If the name Foote sounds familiar, it’s because actress/playwright Daisy is the daughter of playwright/screenwriter Texan-raised Horton Foote, who wrote the screenplays for To Kill a Mockingbird and Tender Mercies, among countless others, including this film, One Armed Man. If the name Guinee sounds familiar, it’s because he’s all over TV and film. If you actually go see interesting movies, you might recognize him from the 1986 epic film Tai-Pan, or from the 1995 indie The Pompatus of Love, or as the star of the very charming and underrated Sweet Land from 2005. But if you’re just a trashy crime drama junkie like me, you know him from several episodes of Law and Order and a juicy Criminal Minds episode. I don’t have cable, so I totally missed the highly critically-acclaimed, but short-lived series Strange World. When the ads came out for the new series Revolution, I was very excited to see Tim featured, and was devastated when he was killed off at the end of the very first episode (although he later reappeared in a few flashblacks). A quick check on IMDB.com shows that I missed him as a recurring character in a number of TV shows: Wiseguy, Golden Years, L.A. Law, etc.
Horton Foote wrote the play One Armed Man, which Tim directed and Charles Haid stars in (another crime drama junkie alert! Haid played Officer Renko on Hill Street Blues), is playing at the MFAH on Friday morning at 11am. Several high school classes will be in attendance, including students from HSPVA, and the screening will be followed by a Q&A with Tim, led by Bob Singleton, former director of HSPVA’s theater department. But there are extra seats and the screening is free! HCAF Artistic Director Richard Herskowitz graciously added another screening at Sundance Cinemas on Sunday at 12:30pm (also free!) for the adult working folk.
Speaking of the working folk, Tim discusses Foote’s play in terms of contemporary issues:
Many consider him a behavioralist writer, but I think it’s very much a social issue thing. It’s absolutely current in terms of worker/CEO, wage-earning disparity, worker safety, and in terms of guns and violence as an issue. [DELETED: in order to not give away the ending to the movie] is fascinating, and unsettling, and terrible. What’s the price of the justification that we all participate in? That, to me, is what feels like our great human sin—how much we’re willing to justify everything. Certainly, the cotton gin owner justifies what he’s doing and the guy with one arm justifies what he’s doing. And I’m not convinced that any of them are making the world a better place through their actions.
Tim adds: “I like this piece of Horton’s a lot because it does make us uneasy, and it should!”

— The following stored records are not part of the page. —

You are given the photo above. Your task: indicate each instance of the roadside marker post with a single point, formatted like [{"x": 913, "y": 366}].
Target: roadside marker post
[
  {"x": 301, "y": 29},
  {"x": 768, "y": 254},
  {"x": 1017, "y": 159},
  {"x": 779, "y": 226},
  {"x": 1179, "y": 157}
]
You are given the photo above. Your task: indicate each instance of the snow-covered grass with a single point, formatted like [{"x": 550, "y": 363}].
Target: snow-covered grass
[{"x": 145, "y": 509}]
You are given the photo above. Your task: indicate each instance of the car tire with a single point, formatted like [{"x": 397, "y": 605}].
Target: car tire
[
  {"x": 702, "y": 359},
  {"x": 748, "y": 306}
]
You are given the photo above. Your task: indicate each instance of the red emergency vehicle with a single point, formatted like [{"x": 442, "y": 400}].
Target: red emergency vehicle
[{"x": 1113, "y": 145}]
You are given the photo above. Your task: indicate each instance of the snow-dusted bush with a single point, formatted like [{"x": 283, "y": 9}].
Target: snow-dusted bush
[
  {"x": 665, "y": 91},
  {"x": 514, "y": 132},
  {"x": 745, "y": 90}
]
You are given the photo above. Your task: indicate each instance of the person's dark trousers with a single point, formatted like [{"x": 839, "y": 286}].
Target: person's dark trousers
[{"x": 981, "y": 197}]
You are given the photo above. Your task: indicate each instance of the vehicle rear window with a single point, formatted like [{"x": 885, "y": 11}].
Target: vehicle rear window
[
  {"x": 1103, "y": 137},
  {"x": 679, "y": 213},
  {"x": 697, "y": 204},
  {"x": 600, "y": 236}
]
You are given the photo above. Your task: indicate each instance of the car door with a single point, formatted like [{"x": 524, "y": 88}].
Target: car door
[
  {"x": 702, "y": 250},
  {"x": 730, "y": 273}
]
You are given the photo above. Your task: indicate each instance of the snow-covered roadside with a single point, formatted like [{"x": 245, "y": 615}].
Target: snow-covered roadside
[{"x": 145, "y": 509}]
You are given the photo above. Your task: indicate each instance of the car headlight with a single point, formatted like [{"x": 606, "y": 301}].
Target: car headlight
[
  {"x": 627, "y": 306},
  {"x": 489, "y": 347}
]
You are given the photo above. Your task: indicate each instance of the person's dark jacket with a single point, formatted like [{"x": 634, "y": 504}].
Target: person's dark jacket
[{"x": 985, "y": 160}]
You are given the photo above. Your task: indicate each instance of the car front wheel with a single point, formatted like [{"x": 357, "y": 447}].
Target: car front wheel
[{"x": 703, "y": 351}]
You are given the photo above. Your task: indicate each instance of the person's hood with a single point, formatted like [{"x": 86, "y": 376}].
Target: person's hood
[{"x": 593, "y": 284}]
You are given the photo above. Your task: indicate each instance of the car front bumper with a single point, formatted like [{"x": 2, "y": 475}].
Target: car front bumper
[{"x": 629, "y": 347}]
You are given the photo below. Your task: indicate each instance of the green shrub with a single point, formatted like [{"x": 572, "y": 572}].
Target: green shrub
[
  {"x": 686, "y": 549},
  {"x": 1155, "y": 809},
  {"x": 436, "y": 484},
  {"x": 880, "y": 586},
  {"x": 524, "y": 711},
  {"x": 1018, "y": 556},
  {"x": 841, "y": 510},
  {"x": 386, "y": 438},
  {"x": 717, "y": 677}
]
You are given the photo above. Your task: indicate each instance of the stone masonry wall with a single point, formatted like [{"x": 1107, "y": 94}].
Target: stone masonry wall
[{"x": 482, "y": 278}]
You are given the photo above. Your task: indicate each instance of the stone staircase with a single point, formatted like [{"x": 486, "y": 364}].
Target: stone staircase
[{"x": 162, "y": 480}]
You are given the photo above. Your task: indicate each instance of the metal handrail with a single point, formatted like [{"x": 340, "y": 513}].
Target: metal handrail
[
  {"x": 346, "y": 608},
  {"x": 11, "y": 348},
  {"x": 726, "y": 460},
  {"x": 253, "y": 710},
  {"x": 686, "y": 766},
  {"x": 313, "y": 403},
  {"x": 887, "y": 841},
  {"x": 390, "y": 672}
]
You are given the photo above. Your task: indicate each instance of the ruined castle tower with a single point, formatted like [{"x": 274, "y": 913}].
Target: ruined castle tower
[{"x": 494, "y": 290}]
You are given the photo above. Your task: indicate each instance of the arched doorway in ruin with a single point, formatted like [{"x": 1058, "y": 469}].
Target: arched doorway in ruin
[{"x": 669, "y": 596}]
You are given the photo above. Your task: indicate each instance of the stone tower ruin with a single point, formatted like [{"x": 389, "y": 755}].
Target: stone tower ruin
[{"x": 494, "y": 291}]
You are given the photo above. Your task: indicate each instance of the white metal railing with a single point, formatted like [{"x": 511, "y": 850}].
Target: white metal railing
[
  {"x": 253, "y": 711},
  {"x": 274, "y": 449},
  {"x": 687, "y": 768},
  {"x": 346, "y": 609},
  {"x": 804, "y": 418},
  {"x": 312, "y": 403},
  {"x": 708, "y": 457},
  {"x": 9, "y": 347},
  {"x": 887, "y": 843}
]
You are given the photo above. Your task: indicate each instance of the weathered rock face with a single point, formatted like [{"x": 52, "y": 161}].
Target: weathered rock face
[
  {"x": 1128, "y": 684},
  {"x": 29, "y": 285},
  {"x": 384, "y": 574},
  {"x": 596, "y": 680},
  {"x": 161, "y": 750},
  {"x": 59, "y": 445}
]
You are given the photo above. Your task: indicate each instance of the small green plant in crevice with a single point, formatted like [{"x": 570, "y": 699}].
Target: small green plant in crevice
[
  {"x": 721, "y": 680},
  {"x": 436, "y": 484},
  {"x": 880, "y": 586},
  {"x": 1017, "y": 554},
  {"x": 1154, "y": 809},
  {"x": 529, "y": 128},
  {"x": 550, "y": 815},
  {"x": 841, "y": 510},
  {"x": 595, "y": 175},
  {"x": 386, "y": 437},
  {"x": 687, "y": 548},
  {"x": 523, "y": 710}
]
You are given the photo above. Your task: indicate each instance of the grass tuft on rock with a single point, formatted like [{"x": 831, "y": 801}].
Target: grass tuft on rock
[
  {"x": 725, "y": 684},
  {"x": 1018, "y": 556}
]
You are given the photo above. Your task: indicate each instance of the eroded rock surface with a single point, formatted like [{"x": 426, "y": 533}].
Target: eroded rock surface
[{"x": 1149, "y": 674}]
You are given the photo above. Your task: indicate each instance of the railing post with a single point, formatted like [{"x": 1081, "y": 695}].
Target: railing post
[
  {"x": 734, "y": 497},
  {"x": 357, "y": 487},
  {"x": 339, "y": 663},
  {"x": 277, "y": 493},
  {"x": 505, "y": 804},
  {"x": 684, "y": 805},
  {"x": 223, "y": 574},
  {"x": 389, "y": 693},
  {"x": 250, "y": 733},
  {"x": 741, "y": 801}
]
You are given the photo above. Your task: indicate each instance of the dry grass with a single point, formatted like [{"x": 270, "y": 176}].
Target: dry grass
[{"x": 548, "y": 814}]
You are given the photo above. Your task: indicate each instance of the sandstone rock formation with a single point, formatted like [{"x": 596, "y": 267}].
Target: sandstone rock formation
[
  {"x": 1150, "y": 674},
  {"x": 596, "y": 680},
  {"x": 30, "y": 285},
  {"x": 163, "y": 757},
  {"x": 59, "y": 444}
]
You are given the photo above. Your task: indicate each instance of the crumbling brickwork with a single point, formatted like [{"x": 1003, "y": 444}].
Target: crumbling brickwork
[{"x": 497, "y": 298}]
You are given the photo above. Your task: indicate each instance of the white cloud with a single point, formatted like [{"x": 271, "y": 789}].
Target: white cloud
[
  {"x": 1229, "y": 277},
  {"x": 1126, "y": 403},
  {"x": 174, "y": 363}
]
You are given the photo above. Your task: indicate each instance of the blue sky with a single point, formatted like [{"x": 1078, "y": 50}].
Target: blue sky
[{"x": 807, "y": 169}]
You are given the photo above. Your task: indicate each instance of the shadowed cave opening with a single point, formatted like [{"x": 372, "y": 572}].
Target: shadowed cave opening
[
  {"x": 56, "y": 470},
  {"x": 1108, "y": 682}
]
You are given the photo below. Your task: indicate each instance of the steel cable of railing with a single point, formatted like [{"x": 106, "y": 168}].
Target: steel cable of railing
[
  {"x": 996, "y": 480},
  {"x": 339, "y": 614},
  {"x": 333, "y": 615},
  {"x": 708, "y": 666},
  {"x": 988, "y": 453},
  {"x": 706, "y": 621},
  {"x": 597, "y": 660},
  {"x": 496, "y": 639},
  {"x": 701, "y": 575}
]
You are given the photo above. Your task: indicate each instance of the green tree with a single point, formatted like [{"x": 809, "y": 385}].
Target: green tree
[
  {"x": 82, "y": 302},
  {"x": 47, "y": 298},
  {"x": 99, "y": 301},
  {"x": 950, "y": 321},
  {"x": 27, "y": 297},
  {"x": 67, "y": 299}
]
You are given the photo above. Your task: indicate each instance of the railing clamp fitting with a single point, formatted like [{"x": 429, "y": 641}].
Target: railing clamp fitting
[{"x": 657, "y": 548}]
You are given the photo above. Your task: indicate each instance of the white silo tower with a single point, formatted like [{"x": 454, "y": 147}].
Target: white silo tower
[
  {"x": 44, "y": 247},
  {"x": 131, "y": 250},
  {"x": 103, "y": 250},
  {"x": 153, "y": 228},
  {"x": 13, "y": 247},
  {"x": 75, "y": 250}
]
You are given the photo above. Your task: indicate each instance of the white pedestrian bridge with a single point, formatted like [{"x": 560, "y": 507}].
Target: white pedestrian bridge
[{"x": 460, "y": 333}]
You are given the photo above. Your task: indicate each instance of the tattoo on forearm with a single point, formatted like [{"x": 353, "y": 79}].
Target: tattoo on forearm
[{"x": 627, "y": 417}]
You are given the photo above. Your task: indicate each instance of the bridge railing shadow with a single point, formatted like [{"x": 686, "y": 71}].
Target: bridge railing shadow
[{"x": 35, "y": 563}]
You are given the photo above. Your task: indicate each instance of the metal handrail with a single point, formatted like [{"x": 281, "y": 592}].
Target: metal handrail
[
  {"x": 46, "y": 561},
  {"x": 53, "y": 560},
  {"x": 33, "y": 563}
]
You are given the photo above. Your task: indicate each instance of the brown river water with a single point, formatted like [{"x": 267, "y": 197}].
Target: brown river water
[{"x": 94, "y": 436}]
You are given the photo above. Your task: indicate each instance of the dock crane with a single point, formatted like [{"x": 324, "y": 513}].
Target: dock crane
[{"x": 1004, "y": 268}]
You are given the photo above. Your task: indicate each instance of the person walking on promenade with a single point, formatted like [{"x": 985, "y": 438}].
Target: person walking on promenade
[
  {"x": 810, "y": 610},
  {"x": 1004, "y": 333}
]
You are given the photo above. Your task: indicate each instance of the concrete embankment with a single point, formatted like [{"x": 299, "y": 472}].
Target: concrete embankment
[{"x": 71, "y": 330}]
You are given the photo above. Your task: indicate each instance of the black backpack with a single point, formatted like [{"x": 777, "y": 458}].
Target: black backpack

As for Tim Guinee’s return to Houston, he’s got a lot going on. Of the MFAH screening, he says, “My mom was a painter, so there’s something so cool about getting to screen this movie at the MFAH and taking my mom along.” In terms of seeing his old friends, he says, “I’ve never made one of those reunion things, so it’s gonna be fun to see people’s faces.” In terms of seeing his family, he says, “The week before we started shooting, while we were in pre-production, my father died. So I’m excited to come home. This will be the first time I’ve come home since he’s passed.”
And, in terms of presenting Horton Foote’s story in Houston, he says, “It’s sort of like the place it should be seen, because it’s Horton’s people. That feels right.”
One Armed Man, 27 minutes, director Tim Guinee. Friday, November 14, 11am at MFAH. Sunday, November 16 at 12:30pm at Sundance Cinemas. Both screenings are free.